4.4. Ersatzansprüche nach § 394 EO müssen nicht bei sonstigem Verfall innerhalb der 14-tägigen Frist des § 400 EO erhoben werden; für sie gilt vielmehr, jedenfalls soweit es sich nicht um reinen Verfahrenskostenersatz handelt, die dreijährige Verjährungsfrist des § 1489 ABGB (4 Ob 373/86 = SZ 60/24; RIS-Justiz RS0005689). Anspruchsgrund ist hier allein der Umstand, dass der gesicherte Anspruch iSd § 394 EO „rechtskräftig aberkannt“ wurde. Damit wird auch für den Beginn der Verjährung auf die Zustellung der Entscheidung des Obersten Gerichtshofs im Unterlassungsprozess abzustellen sein. Für die Beurteilung der Unterbrechung begründet das aber keinen Unterschied. Die Verjährungsfrist endete demnach drei Jahre nach dieser Zustellung, somit am 21. Dezember 2001. Eine die gehörige Fortsetzung ausschließende Untätigkeit könnte daher nur nach diesem Zeitpunkt liegen. Hier könnte allenfalls der zeitliche Abstand zwischen der rechtskräftigen Zurückweisung der ersten österreichischen Schadenersatzklage (29. Oktober 2002) und der Fortsetzung des amerikanischen Verfahrens (25. Februar 2003) in Betracht kommen. Auch darin ist aber angesichts der Schwierigkeiten grenzüberschreitender Rechtsverfolgung noch keine auffallende Untätigkeit zu erkennen, die einen Wegfall der Unterbrechungswirkung begründete (vgl oben Punkt 2.3.4).
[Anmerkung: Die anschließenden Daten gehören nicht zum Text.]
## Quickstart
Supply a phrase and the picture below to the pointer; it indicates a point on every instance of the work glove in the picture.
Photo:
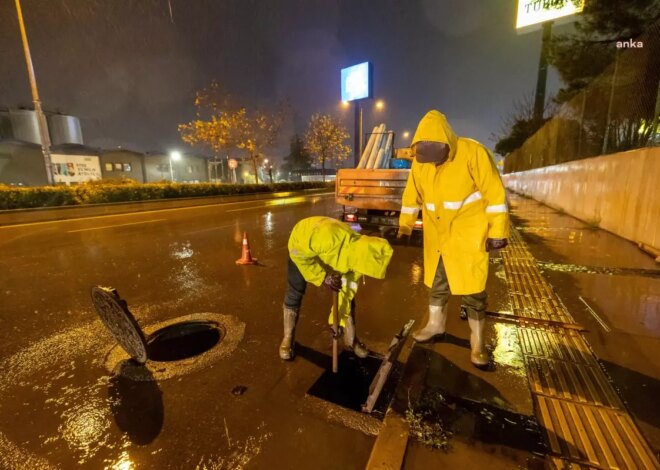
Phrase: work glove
(496, 243)
(403, 238)
(332, 282)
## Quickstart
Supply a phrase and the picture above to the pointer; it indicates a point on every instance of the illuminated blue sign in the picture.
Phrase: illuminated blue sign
(356, 82)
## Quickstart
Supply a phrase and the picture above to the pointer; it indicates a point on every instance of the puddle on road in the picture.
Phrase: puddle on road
(462, 404)
(576, 268)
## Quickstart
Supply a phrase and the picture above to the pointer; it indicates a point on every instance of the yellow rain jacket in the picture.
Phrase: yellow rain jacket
(320, 245)
(463, 202)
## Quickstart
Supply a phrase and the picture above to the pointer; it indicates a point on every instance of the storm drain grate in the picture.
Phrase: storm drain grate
(555, 343)
(584, 420)
(575, 382)
(595, 436)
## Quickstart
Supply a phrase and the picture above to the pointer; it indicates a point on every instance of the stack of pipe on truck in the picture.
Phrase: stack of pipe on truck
(378, 152)
(371, 193)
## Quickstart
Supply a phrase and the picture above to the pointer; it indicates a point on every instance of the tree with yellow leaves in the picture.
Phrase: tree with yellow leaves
(324, 140)
(221, 124)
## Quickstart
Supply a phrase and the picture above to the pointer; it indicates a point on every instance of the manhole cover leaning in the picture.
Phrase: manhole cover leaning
(114, 313)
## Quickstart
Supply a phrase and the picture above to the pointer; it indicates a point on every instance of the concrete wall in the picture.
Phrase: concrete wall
(122, 163)
(22, 164)
(617, 192)
(187, 170)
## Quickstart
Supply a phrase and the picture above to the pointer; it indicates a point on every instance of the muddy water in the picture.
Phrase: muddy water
(612, 288)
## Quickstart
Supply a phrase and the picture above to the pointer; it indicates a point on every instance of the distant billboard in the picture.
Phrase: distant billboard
(357, 82)
(531, 13)
(75, 168)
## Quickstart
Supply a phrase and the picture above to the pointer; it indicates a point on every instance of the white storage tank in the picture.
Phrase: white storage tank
(64, 129)
(25, 126)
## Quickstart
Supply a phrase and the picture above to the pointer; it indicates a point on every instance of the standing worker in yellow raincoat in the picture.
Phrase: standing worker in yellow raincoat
(455, 183)
(324, 251)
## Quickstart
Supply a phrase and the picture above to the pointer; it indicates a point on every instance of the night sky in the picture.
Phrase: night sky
(130, 70)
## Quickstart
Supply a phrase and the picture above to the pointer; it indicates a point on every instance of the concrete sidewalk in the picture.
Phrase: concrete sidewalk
(546, 401)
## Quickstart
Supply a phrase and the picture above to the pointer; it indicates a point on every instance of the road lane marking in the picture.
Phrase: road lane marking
(269, 206)
(117, 225)
(212, 228)
(124, 214)
(600, 321)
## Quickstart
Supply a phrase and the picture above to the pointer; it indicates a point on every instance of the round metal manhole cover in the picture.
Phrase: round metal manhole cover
(119, 320)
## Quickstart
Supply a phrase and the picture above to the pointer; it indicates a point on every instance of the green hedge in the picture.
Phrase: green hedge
(12, 197)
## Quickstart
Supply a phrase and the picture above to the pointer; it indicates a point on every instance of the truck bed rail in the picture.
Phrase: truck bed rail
(378, 189)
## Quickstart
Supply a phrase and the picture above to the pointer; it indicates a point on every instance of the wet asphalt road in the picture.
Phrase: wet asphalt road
(61, 405)
(613, 289)
(66, 402)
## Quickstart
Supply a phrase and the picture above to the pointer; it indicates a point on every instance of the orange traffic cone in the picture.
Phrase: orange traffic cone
(246, 257)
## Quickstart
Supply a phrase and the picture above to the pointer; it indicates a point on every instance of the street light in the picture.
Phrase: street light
(176, 156)
(41, 119)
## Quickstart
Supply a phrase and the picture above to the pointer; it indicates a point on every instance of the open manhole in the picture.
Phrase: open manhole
(349, 387)
(168, 349)
(183, 340)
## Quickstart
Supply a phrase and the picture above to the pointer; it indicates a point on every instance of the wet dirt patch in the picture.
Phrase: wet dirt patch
(181, 346)
(461, 406)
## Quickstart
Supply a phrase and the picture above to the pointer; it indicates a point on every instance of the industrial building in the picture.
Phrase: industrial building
(22, 162)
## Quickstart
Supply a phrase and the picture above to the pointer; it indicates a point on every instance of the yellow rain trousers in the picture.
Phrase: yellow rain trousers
(321, 245)
(463, 202)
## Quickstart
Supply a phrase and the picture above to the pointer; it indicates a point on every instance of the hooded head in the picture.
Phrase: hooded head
(370, 256)
(435, 140)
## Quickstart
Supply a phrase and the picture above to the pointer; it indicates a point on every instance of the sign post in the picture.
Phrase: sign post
(534, 15)
(356, 85)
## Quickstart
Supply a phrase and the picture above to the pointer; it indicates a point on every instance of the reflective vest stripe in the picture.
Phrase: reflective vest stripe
(496, 208)
(456, 205)
(409, 210)
(351, 285)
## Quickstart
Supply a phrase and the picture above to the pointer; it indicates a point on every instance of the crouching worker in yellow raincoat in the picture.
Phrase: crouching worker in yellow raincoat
(324, 251)
(455, 183)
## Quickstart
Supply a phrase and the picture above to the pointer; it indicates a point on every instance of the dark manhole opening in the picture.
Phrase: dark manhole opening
(183, 340)
(349, 388)
(468, 406)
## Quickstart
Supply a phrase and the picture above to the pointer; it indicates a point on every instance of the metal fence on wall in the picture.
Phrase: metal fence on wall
(618, 111)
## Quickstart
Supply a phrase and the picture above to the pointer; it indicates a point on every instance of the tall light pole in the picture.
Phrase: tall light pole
(174, 156)
(41, 120)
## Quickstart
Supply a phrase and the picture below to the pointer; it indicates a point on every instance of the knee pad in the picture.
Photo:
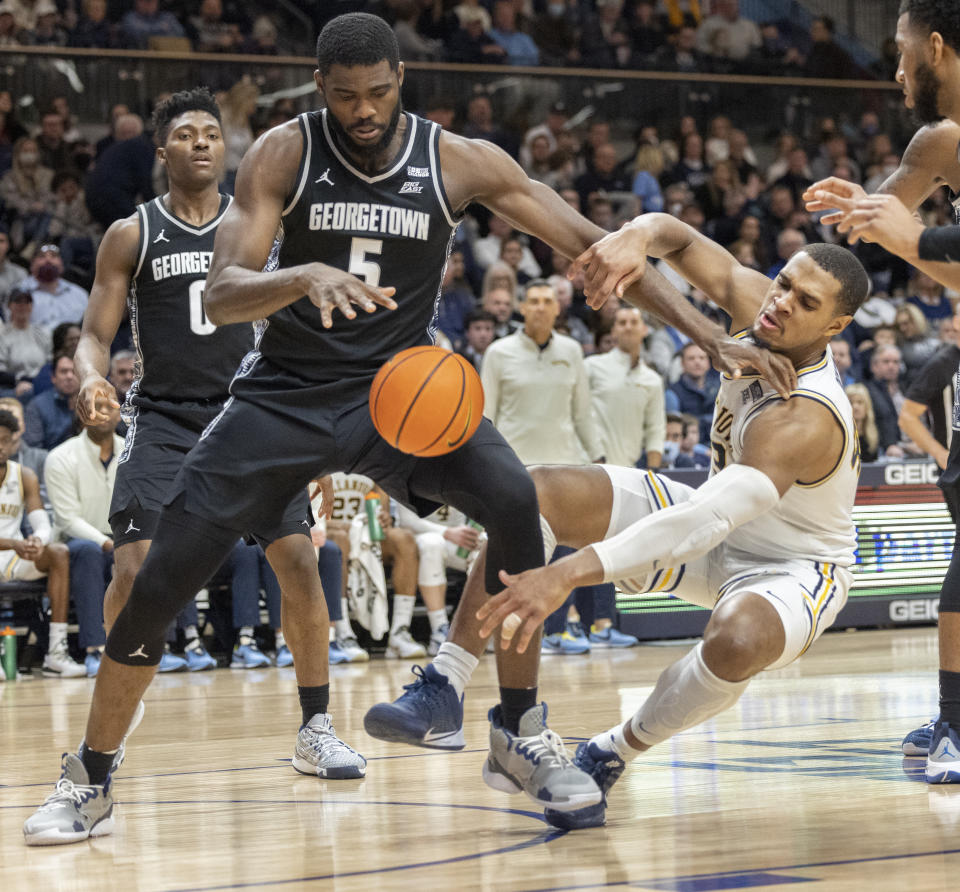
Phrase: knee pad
(432, 548)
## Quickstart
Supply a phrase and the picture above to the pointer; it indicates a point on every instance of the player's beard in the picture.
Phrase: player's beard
(926, 107)
(366, 153)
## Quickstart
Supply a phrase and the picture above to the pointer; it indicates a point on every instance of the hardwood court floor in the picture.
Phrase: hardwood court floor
(802, 782)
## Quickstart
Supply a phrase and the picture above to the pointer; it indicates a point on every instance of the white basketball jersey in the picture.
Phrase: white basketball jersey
(11, 502)
(814, 518)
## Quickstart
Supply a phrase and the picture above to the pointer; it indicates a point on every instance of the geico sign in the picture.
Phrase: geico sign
(914, 611)
(915, 472)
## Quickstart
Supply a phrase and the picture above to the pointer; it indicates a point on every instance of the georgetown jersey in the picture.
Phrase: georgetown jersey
(814, 518)
(181, 355)
(11, 502)
(391, 229)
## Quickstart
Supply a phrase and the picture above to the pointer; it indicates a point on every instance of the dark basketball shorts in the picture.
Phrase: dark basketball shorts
(156, 446)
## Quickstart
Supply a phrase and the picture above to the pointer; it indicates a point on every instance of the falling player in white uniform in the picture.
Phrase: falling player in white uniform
(766, 542)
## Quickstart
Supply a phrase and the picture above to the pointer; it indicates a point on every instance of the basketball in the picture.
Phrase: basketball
(426, 401)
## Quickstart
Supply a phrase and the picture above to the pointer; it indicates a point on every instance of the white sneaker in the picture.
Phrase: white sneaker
(59, 664)
(354, 652)
(401, 646)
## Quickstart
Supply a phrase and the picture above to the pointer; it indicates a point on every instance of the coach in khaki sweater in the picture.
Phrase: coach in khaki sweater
(536, 390)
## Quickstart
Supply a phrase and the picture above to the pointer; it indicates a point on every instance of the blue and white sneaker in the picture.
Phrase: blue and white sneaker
(248, 656)
(917, 742)
(171, 663)
(943, 760)
(535, 762)
(563, 643)
(611, 637)
(428, 714)
(198, 660)
(605, 768)
(92, 663)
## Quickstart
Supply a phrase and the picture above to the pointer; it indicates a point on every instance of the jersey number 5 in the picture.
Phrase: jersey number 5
(199, 324)
(365, 269)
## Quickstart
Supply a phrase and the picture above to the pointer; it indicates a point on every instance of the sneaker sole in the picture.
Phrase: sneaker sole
(341, 772)
(385, 727)
(497, 780)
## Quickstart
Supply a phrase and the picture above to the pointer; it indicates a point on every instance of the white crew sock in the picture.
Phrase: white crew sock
(438, 619)
(456, 664)
(402, 612)
(58, 636)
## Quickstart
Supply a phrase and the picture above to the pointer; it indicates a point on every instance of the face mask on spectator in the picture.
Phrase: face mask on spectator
(48, 272)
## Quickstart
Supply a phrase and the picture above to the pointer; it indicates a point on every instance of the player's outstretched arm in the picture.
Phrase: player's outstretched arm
(238, 290)
(116, 265)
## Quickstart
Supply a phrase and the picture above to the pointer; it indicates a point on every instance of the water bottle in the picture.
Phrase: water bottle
(372, 505)
(462, 552)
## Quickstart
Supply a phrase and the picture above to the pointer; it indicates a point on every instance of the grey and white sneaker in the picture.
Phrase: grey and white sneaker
(536, 762)
(401, 646)
(74, 811)
(321, 753)
(59, 664)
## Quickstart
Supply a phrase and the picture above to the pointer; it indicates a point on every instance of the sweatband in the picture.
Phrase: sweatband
(940, 244)
(40, 524)
(676, 535)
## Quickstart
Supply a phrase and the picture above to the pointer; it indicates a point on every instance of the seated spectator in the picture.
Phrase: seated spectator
(24, 346)
(917, 344)
(520, 49)
(696, 390)
(147, 20)
(49, 417)
(80, 474)
(122, 176)
(25, 192)
(726, 36)
(605, 37)
(479, 333)
(10, 273)
(863, 417)
(93, 30)
(55, 300)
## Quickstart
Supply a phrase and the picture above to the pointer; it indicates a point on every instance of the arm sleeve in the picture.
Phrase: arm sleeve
(668, 538)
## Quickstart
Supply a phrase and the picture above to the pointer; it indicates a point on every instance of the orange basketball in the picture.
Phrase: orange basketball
(426, 401)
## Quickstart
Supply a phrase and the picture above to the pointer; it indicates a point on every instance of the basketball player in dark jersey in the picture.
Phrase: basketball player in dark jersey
(928, 39)
(354, 208)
5. Die Kostenentscheidung gründet sich auf § 52 Abs 1 und 2 ZPO.

Die Vorinstanzen haben bei der Kostenbestimmung nicht zwischen der Sachentscheidung und der Klagezurückweisung unterschieden. Ihre Kostenentscheidungen fallen daher wegen der Aufhebung der Urteile zur Gänze dahin. Die Zurückweisung der Klage durch die Vorinstanzen und den Obersten Gerichtshof ist für die Zwecke der Kostenbestimmung einem Teilurteil gleichzuhalten. Das Erstgericht wird daher auch diese Zurückweisung und die damit verbundene Nichtigerklärung des Verfahrens bei seiner Kostenbestimmung zu berücksichtigen haben (§ 51 JN). Die Kosten des Berufungs- und Revisionsverfahrens sind weitere Verfahrenskosten.